The contest link is here.
EDITORIAL :
SONAMONIDERPROGRAMMINGADDA :
Tutorial : The greedy part of the problem is you can make string S any of it's permutation. So, You just sort the given string and "SONAMONIDERPROGRAMMINGADDA" string , after sorting if both of them are equal then it's yes possible otherwise not.

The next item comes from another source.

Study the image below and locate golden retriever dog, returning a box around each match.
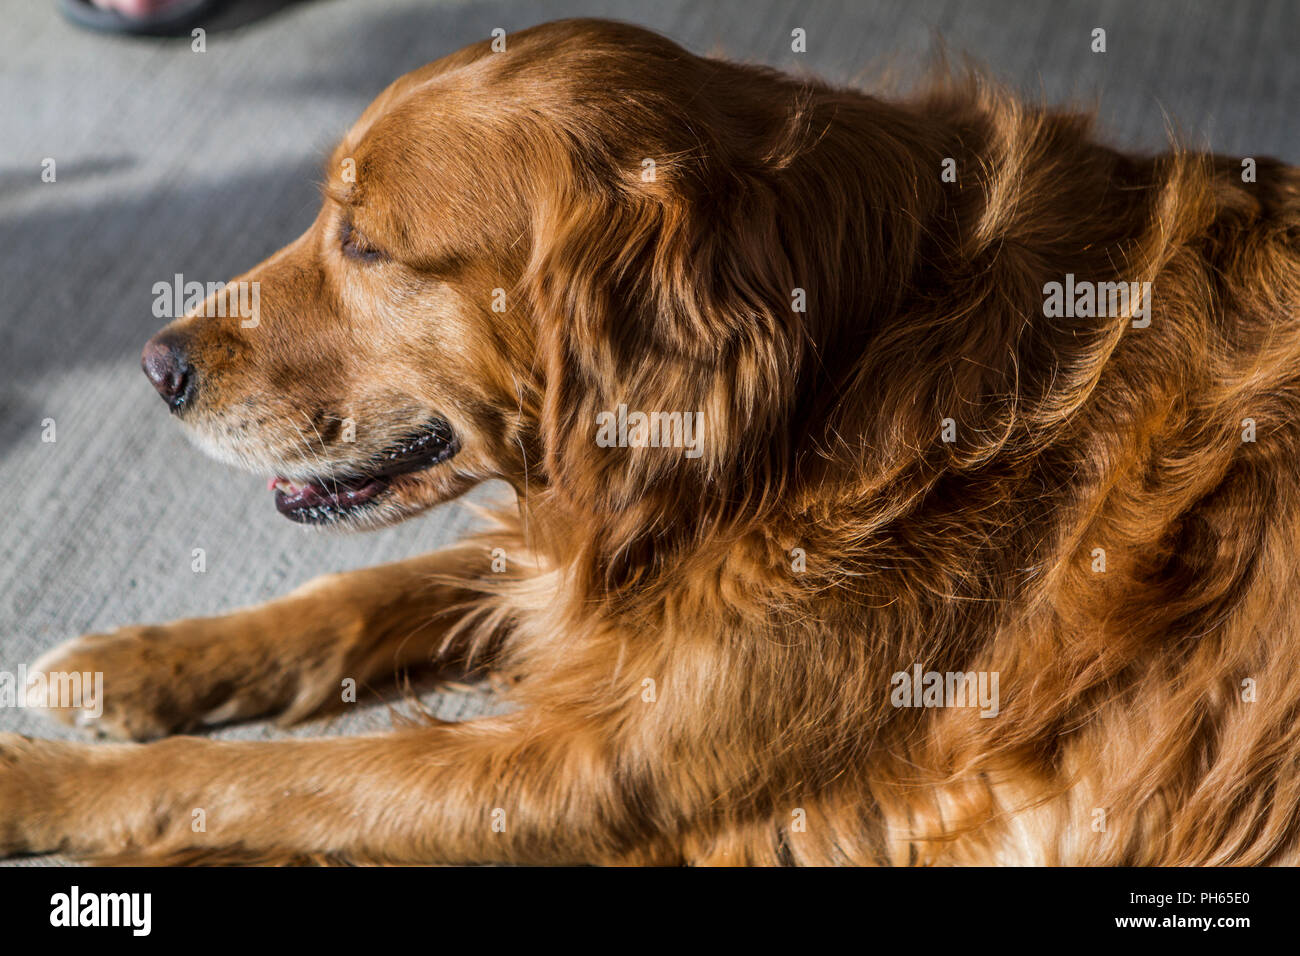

Time Complexity : O(|S| log |S|)
Space Complexity : O(|S|)
Alice wants to win :
Tutorial : Alice will win only if the number of moves becomes odd. Now imagine a number _n >= n and _n is multiple of m. Now , the game will progress like n → _n → 0. In this way if you get odd number of moves then it's yes Alice wins. Otherwise the moves is even. now, you can go one more multiple of m. In this way if you go n → _n + m → 0 then parity of move will only change if m is even. Because if m is odd then you move odd times forward and one time backward. ultimately the parity will not be changed. So, now just check if m is even then moves parity will change and you can say yes otherwise there's no way to make your moves count odd.
Time Complexity : O(T)
Space Complexity : O(1)
Diagonals on a board :
Tutorial : In the sample testcase description you will find that 2*n-1 diagonals are available for n*n board.
Time Complexity : O(T)
Space Complexity : O(1)
Free Diagonals on a board :
Tutorial : You can use binary search to find maximum free diagonals. Imagine a mid for the free diagonals , then calculate calculate minimum possible amount of cells holding these diagonals so that maximum buttons can be kept other cells . To calculate this you can choose a greedy part that the cells amount series looks like 1, 1, 2, 2, 3, 3, ...... n-1, n-1, n. From this series you should pick first mid elements sum. Then occupied cells will be C = n*n — sum of first mid elements. You can make equations for the sum of first mid elements. Now if C >= K , then mid diagonals are enough to keep their all cells empty. sol go for right segment for more free diagonals otherwise go left.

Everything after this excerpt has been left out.